An encounter between Jesus and a group of Pharisees is recorded in the 18th chapter of the gospel of Luke. The Pharisees are described as “certain which trusted in themselves that they were righteous, and despised others.” Jesus then told a parable of a pharisee and a publican (usually considered by the Jews to be unethical in the way they collected taxes) who went to the temple to pray. In the parable, the Pharisee says: “God, I thank thee, that I am not as other men are, extortioners, unjust, adulterers, or even as this publican.” One gets the impression from Luke’s history that the Pharisees would not have disagreed with this description of their self-esteem.
That’s disgusting! Who did these guys think they were anyway?
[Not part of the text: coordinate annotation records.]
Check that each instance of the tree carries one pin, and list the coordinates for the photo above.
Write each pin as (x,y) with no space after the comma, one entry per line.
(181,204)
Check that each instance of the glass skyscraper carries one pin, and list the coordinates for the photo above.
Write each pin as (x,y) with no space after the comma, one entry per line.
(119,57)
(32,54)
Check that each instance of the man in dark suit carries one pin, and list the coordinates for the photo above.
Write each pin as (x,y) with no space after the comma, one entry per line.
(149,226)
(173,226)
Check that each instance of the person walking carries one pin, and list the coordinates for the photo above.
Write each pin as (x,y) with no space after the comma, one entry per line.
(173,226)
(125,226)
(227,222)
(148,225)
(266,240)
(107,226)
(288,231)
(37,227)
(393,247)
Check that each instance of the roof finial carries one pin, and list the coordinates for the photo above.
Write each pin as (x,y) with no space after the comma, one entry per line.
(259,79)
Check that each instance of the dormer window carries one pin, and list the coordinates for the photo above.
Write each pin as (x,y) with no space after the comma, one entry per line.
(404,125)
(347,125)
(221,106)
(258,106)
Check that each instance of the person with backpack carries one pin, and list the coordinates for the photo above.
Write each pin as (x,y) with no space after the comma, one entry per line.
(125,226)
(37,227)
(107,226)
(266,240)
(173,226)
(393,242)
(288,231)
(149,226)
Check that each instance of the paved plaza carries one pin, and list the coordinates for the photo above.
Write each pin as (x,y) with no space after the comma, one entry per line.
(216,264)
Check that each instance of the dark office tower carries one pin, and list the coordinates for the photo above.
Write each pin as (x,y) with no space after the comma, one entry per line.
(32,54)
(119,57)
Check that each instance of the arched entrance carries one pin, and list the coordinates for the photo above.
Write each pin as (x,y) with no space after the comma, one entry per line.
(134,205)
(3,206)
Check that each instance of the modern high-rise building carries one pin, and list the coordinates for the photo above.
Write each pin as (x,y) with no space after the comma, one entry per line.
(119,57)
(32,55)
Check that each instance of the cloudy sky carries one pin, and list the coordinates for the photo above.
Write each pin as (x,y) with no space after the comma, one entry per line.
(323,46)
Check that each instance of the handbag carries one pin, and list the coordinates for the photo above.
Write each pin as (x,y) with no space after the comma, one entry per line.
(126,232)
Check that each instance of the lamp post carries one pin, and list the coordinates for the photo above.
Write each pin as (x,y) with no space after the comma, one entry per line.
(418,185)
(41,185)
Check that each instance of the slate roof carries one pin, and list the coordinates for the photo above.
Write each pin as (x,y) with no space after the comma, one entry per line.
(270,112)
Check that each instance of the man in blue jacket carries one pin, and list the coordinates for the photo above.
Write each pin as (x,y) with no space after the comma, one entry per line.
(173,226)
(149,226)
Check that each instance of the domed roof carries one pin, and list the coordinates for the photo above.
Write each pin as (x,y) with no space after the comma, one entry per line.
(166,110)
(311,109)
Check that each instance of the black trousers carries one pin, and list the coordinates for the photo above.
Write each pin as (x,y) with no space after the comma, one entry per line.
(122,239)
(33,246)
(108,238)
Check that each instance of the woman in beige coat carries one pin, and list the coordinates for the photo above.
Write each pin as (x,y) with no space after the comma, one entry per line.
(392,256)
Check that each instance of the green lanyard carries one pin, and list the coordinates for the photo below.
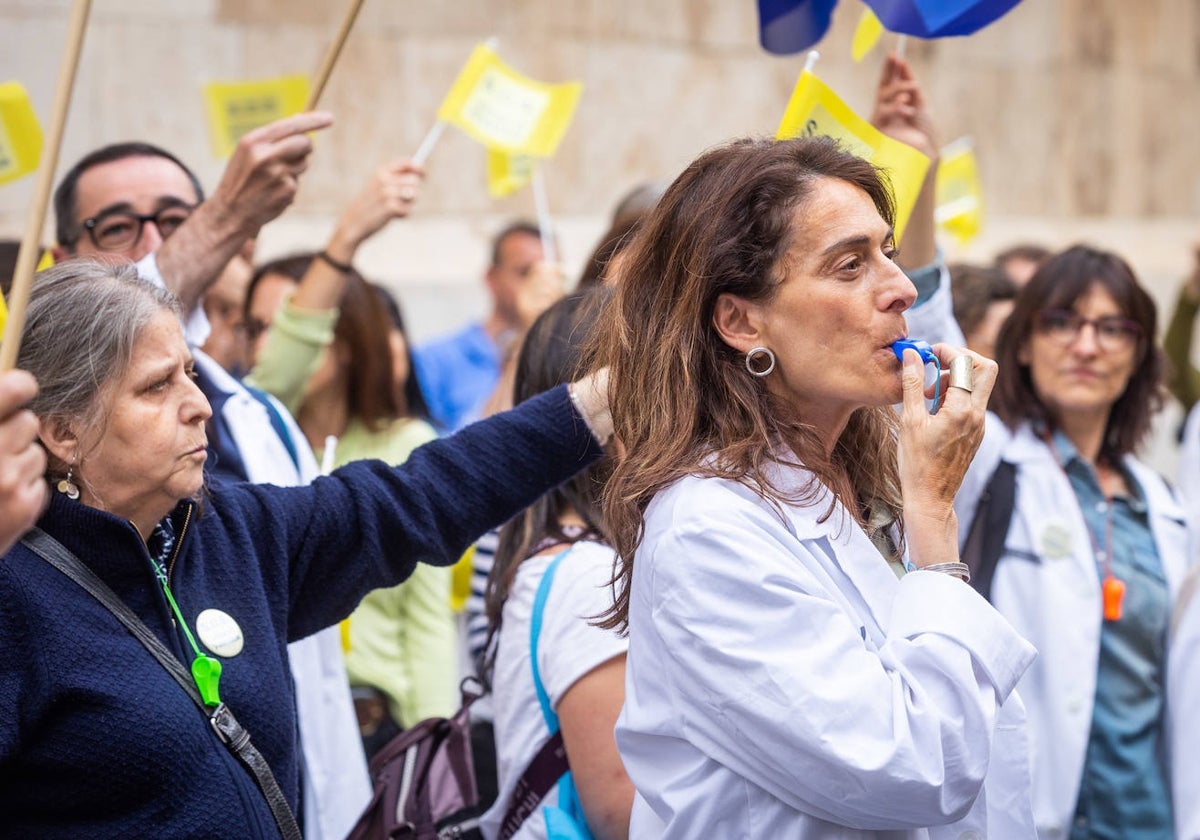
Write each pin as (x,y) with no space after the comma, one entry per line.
(205,670)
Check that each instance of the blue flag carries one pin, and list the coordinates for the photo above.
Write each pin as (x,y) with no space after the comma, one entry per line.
(787,27)
(939,18)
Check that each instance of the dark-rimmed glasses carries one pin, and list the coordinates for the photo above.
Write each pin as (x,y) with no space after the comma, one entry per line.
(121,229)
(1113,333)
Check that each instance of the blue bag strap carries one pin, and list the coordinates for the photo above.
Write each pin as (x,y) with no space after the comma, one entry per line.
(277,424)
(539,606)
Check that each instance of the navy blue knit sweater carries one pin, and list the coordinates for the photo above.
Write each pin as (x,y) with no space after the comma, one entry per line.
(96,739)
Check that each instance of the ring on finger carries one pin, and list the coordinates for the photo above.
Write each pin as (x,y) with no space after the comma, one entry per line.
(963,373)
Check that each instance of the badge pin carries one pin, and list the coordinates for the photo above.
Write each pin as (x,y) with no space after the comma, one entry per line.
(220,633)
(1056,540)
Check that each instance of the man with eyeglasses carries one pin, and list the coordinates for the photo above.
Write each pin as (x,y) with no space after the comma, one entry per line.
(137,202)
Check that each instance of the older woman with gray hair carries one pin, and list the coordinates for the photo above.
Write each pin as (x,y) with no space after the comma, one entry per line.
(102,739)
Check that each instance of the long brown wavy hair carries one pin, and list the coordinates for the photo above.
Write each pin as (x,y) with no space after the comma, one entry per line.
(682,400)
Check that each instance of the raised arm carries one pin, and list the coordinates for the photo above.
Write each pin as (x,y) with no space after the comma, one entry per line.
(901,112)
(258,184)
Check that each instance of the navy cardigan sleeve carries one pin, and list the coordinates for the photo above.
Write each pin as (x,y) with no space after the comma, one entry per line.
(366,525)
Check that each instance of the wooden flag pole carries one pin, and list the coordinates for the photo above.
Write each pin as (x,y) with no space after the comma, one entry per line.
(335,49)
(30,244)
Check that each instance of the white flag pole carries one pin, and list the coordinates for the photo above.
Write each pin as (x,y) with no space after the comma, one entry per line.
(435,133)
(544,225)
(431,139)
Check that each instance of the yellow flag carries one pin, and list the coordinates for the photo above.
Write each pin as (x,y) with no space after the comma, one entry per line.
(959,203)
(235,107)
(507,111)
(21,136)
(867,34)
(816,111)
(508,173)
(460,580)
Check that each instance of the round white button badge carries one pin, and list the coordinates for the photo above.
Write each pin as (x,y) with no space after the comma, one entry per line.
(220,633)
(1056,541)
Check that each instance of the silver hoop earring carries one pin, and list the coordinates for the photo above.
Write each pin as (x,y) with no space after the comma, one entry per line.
(67,487)
(750,361)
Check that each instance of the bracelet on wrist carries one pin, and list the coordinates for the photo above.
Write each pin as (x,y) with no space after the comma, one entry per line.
(345,268)
(960,570)
(577,402)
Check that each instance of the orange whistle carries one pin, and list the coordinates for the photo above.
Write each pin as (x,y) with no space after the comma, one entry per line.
(1114,597)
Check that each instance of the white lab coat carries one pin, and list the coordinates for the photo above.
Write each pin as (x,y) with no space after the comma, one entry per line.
(781,682)
(336,783)
(1183,700)
(1049,587)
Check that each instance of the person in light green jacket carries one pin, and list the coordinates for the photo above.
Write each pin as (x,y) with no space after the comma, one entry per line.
(328,347)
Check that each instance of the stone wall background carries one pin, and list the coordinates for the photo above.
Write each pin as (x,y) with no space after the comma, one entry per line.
(1084,113)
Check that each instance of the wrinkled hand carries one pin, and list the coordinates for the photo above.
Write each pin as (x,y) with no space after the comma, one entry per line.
(262,178)
(901,111)
(936,450)
(390,193)
(545,286)
(23,490)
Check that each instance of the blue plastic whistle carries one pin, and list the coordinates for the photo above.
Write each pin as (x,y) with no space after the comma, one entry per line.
(923,349)
(928,358)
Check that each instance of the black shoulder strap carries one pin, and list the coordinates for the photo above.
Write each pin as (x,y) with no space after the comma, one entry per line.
(227,727)
(989,528)
(546,768)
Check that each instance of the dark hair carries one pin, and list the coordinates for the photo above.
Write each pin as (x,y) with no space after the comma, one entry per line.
(1026,251)
(511,229)
(413,399)
(363,327)
(613,241)
(550,355)
(975,288)
(1057,285)
(681,397)
(66,227)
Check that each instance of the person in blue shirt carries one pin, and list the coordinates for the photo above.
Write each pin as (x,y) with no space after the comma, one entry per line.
(459,372)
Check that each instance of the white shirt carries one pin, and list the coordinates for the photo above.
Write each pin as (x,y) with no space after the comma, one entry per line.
(781,682)
(1048,585)
(569,647)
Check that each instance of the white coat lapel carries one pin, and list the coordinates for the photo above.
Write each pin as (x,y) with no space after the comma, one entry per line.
(856,574)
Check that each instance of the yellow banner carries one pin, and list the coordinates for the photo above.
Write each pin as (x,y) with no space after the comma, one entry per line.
(235,107)
(816,111)
(867,34)
(508,173)
(507,111)
(21,135)
(959,203)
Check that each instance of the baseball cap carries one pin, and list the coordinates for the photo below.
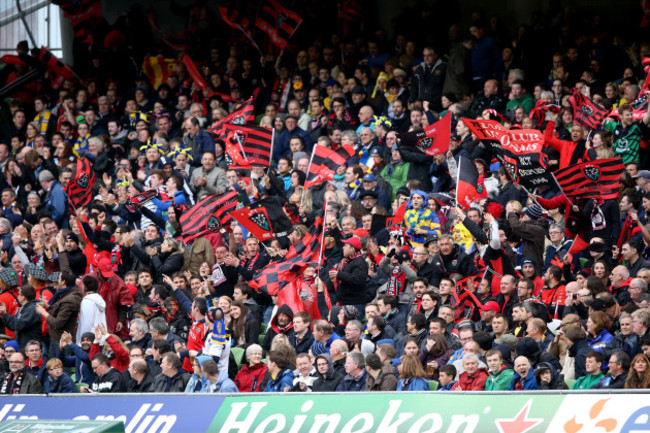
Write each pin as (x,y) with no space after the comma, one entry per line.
(354,241)
(106,267)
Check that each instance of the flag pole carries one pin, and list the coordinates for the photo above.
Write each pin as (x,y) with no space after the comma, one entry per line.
(563,193)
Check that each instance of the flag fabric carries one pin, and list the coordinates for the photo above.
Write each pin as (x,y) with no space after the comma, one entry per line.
(593,179)
(278,22)
(158,68)
(238,21)
(255,142)
(59,71)
(245,114)
(325,161)
(208,215)
(585,111)
(194,73)
(275,277)
(468,187)
(79,189)
(520,151)
(432,140)
(265,219)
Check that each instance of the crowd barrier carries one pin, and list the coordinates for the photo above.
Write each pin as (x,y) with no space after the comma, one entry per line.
(412,412)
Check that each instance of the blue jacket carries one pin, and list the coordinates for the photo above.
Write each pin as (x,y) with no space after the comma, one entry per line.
(56,202)
(62,385)
(413,384)
(350,383)
(224,384)
(81,362)
(529,382)
(284,379)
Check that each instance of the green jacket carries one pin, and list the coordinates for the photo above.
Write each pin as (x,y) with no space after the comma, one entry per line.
(588,381)
(500,381)
(398,177)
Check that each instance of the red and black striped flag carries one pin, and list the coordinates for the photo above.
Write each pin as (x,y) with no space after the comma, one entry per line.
(585,111)
(59,71)
(265,219)
(80,188)
(325,161)
(276,277)
(245,114)
(593,179)
(255,143)
(208,215)
(468,187)
(278,22)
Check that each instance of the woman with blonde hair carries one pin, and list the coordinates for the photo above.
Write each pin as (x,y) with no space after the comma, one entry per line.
(412,376)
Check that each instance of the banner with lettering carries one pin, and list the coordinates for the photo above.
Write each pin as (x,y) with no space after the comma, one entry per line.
(519,150)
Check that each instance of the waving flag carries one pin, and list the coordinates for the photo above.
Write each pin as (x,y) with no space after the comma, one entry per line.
(80,188)
(468,187)
(208,215)
(593,179)
(519,150)
(432,140)
(278,22)
(245,114)
(265,219)
(585,111)
(158,68)
(255,142)
(325,161)
(194,73)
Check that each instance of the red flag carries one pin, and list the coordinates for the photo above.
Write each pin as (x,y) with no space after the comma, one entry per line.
(468,187)
(265,219)
(245,114)
(194,73)
(208,215)
(255,143)
(278,22)
(432,140)
(585,111)
(325,161)
(79,189)
(593,179)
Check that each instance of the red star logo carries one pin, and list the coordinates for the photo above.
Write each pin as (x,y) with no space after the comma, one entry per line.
(520,424)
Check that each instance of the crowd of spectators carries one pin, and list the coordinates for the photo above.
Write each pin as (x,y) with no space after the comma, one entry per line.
(109,298)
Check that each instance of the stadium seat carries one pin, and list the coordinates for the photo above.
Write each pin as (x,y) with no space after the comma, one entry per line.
(238,353)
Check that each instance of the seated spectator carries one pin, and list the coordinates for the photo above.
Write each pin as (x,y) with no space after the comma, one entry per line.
(500,375)
(356,377)
(447,377)
(250,376)
(639,374)
(281,375)
(19,381)
(412,375)
(57,382)
(216,382)
(523,378)
(473,378)
(381,377)
(172,378)
(108,379)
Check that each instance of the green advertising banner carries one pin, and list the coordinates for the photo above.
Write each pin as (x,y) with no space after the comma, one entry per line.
(433,412)
(52,426)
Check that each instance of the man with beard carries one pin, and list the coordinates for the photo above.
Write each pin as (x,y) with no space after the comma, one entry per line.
(19,381)
(76,356)
(450,260)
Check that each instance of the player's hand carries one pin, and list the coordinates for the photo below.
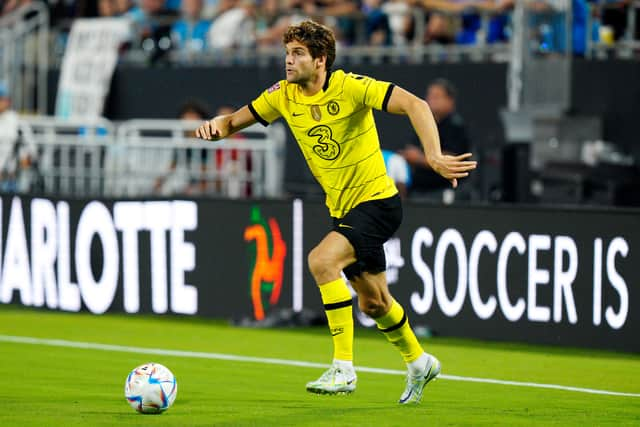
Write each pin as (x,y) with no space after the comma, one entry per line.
(209,131)
(453,167)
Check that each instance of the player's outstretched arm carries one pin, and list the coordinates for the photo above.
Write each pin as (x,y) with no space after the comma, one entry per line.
(451,167)
(222,126)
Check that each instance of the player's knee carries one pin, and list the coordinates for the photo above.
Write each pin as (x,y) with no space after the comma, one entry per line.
(373,307)
(320,265)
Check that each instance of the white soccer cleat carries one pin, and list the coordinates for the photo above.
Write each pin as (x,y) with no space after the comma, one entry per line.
(334,380)
(416,384)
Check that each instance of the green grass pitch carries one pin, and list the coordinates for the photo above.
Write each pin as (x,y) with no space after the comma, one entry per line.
(44,385)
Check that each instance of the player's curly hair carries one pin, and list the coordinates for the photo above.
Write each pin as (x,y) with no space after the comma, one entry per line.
(318,38)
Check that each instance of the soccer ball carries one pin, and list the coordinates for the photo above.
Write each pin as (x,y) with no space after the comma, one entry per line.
(151,388)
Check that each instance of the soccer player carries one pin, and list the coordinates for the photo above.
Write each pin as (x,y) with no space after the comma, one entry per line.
(330,115)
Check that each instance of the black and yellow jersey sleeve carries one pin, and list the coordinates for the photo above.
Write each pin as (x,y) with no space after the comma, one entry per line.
(265,107)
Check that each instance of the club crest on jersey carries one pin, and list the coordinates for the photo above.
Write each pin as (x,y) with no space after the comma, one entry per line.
(333,108)
(315,113)
(274,88)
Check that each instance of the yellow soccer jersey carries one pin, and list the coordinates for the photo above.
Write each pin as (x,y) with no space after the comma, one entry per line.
(337,135)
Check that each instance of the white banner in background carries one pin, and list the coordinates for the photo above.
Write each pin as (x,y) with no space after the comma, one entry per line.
(89,60)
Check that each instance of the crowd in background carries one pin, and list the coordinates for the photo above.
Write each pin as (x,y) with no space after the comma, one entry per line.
(206,25)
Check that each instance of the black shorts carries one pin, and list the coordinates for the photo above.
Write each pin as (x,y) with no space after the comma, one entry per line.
(367,227)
Umm…. Wait a minute. Is it possible that Jesus told that parable for my benefit? Have I never had thoughts that sounded pretty much like the Pharisee in Jesus’ parable? If I start to think that I am better than that Pharisee, could it be that I have begun to think just like he did?
Ouch! That really hurts.
It hurt even more the first time. That was back in 1970. I was young, not sure if I really believed in God or if I could believe the Bible, but I was beginning to consider it. I thought that if there was a God, He would surely see that I was doing the best I could under the circumstances. Things were not going well for me, but all the things that were going wrong were the fault of other people.
One afternoon, I opened the Bible at random and read the first verse that my eyes lit on. That verse told me “So then because thou art lukewarm, and neither cold nor hot, I will spue thee out of my mouth” (Revelation 3:16). I had an instant picture of someone who had taken a sip of something disgusting and wanted to get that awful taste out of his mouth. That was what I was to God. All of a sudden, I knew that I could blame no one but myself for the problems in my life and that I needed help.
I really had no idea what I was getting into when I asked God for that help, but that was the major turning point in my life. It seems that I still need periodic reminders that on my own, without God, I am “wretched, and miserable, and poor, and blind, and naked” (verse 17).
After one has been a Christian for a number of years, there is a temptation to feel that now I have got it all together, I understand what it takes to lead a devout and holy life, and thus I am a better person than all those other people who do not have this understanding.
That is Pharisaism, and Jesus constantly warned about it. The Pharisees complained that Jesus kept company with sinners and Jesus upbraided them for the hardness of their hearts. “ Jesus saith unto them, Verily I say unto you, That the publicans and the harlots go into the kingdom of God before you” (Matthew 21:31).
What kind of people do we think we are?